During the ensuing battle D Company managed to hold off repeated attacks with artillery support from 161 Battery and the other three batteries at Nui Dat (two Australian, one United States). Amongst the troops pinned down in the rubber plantation, a New Zealand artillery FO party – Captain Maurice Stanley, Lance-Bombardier Murray Broomhall and Signaller Willie Walker – worked efficiently to bring down devastating artillery fire on the enemy forces. Their task was made more difficult by the extraordinary storm that began early in the engagement.
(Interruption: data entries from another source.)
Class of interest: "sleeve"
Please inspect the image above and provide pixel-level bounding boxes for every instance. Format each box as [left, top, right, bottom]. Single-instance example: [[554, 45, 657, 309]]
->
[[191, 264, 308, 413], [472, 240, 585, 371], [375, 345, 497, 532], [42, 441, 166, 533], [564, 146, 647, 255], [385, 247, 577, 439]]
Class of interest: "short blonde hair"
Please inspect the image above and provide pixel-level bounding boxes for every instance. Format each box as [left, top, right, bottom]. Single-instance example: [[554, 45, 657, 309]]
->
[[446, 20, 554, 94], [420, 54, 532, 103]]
From their position at Nui Dat, the guns of 161 Battery fired more than 180 shells in two and half hours. All of the Battery's manpower – including clerks and drivers – were called into action to keep the guns supplied with ammunition. With the help of this continuous artillery support, D Company repelled repeated enemy assaults until an armoured relief force arrived. The accuracy of the artillery fire provided by the New Zealand, Australian and American batteries was revealed next day, with some 245 enemy bodies discovered on or near the battlefield.
For their part in the Battle of Long Tan, Captain Stanley was made an MBE and Signaller Corporal Willie Walker was Mentioned in Dispatches.